歩道は整備されているが、非常に危険である。過去に多くの観光客が足を滑らせるなどして滑落死している。特に、遊歩道からはみ出ることは自殺行為である。
1962年3月7日、地元の消防団員16人が乗った消防車が渓谷に転落。6人が死亡するという惨事が起こった。

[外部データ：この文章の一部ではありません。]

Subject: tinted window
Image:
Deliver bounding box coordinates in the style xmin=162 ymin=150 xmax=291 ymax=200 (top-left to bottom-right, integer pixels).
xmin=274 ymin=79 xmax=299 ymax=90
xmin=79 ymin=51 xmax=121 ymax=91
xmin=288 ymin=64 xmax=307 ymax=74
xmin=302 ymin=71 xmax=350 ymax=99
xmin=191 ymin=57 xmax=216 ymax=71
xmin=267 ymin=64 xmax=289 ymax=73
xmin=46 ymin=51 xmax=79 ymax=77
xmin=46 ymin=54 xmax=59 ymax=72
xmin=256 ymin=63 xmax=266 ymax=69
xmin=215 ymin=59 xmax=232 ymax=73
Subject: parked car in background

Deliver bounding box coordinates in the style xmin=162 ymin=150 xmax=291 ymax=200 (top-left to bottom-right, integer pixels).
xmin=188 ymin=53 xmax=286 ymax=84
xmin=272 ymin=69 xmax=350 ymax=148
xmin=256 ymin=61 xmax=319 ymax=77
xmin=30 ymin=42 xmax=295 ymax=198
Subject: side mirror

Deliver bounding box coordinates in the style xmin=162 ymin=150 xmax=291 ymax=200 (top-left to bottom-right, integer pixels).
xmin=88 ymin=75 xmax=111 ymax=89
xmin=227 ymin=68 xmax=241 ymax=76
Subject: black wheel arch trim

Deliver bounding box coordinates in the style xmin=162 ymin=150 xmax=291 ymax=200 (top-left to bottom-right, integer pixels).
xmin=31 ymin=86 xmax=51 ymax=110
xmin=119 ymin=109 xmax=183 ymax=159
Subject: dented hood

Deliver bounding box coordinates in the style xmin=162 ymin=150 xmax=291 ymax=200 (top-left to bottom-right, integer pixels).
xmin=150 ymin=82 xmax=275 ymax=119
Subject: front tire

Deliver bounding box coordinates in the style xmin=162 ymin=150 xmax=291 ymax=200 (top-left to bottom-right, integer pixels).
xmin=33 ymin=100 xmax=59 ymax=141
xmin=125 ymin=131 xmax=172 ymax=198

消防団員は吾妻町内で花見を行い、二次会で川原湯温泉に行こうとしていた。
このとき、運転していた団員が飲酒の上無免許だったこともあり、消防庁長官が「花見をして事故を起こすとは言語道断」と、全国の消防団に飲酒運転の禁止などを通達する騒ぎになった。
さらに、この後、吾妻町長(当時)らは、死亡した団員らに労災を適用してもらおうと申請を行ったが、朝日新聞などが「花見で酒を飲んで死んだ者に労災を出すとは過保護ではないか」という論陣を張ったため混乱した。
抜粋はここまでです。